In partnership with global denim giant, ISKO Creative Room, Guardini’s new design was made using certified organic cotton along with pre-consumer recycled cotton. The new denim ‘fur’ is an example of how the fashion industry is moving forwards, towards a more innovative and cruelty-free future.
“We believe that denim ‘fur’ can be a responsible, fun, hype and cruelty-free alternative to animal fur,” said Fabio Di Liberto, ISKO’s brand director, to The Independent. He continued, “ISKO is working with its partners to raise awareness and to change the way people think about denim, within the industry but also with consumers.”
Guardini has a passion for sustainable, innovative alternatives to old-fashioned materials such as fur. “I’ve always wanted to create fur alternatives,” he explained to The Independent. “In the past [I have] trialed a number of different looks – my first creation was made from pine needles.”
“Western countries do not need to use animal furs but some fashion houses continue to do so,” the designer added. “I’m hoping that by creating a sustainable alternative such as denim fur we will be able to show people that fur alternatives are just as beautiful and aesthetically pleasing as the real thing.”
Across the fashion industry, more and more designers are removing animal products from their designs. Gucci, Michael Kors, and Jimmy Choo are just a few of the big names in the industry who have recently announced plans to remove fur from forthcoming lines. Wool is another animal product used commonly in the industry, British designer Stella McCartney is looking to combat this.

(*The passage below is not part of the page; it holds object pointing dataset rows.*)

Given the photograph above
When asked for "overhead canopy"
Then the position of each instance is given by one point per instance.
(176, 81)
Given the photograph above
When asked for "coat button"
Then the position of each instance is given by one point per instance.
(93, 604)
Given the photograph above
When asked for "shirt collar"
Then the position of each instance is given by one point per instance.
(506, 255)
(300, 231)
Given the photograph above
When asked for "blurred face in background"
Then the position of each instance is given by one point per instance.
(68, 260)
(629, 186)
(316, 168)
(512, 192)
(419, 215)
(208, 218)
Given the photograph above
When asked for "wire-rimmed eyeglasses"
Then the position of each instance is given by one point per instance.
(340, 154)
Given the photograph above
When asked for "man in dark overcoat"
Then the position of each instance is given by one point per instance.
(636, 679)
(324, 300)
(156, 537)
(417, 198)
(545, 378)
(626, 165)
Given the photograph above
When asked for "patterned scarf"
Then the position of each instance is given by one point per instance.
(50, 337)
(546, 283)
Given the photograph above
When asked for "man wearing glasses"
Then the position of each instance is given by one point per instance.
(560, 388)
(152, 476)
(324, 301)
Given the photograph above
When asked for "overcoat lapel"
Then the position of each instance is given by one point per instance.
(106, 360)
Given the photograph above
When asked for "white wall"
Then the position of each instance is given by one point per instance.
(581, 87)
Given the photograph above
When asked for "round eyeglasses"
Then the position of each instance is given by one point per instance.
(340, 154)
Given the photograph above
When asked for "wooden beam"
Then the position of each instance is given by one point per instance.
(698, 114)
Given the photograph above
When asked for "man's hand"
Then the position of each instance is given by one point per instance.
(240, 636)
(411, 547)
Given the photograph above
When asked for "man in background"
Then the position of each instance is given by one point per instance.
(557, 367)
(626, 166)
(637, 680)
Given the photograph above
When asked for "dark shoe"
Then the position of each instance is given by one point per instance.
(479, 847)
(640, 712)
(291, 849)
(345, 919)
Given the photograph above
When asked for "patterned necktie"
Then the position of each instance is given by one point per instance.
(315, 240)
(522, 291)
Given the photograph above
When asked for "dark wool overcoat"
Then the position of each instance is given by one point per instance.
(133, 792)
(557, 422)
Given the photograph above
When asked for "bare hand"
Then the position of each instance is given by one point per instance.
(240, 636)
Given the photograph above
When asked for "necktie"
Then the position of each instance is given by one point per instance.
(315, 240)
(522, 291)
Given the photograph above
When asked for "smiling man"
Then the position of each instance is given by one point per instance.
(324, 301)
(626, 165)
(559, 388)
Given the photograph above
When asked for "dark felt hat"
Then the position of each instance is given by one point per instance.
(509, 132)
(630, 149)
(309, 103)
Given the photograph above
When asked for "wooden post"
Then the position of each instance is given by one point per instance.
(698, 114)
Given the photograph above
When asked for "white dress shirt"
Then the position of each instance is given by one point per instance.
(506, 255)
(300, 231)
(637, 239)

In partnership with PETA and Stray Dog Capital, McCartney recently launched a new biodesign challenge for students. Their mission: to create a new, sourceable, practical, vegan alternative to wool.
“The next generation of designers has a unique opportunity to reshape the fashion industry and preserve the planet’s delicate ecosystem,” PETA stated. The organization added, “People are demanding textiles that are environmentally sustainable and can be recycled or biodegraded.”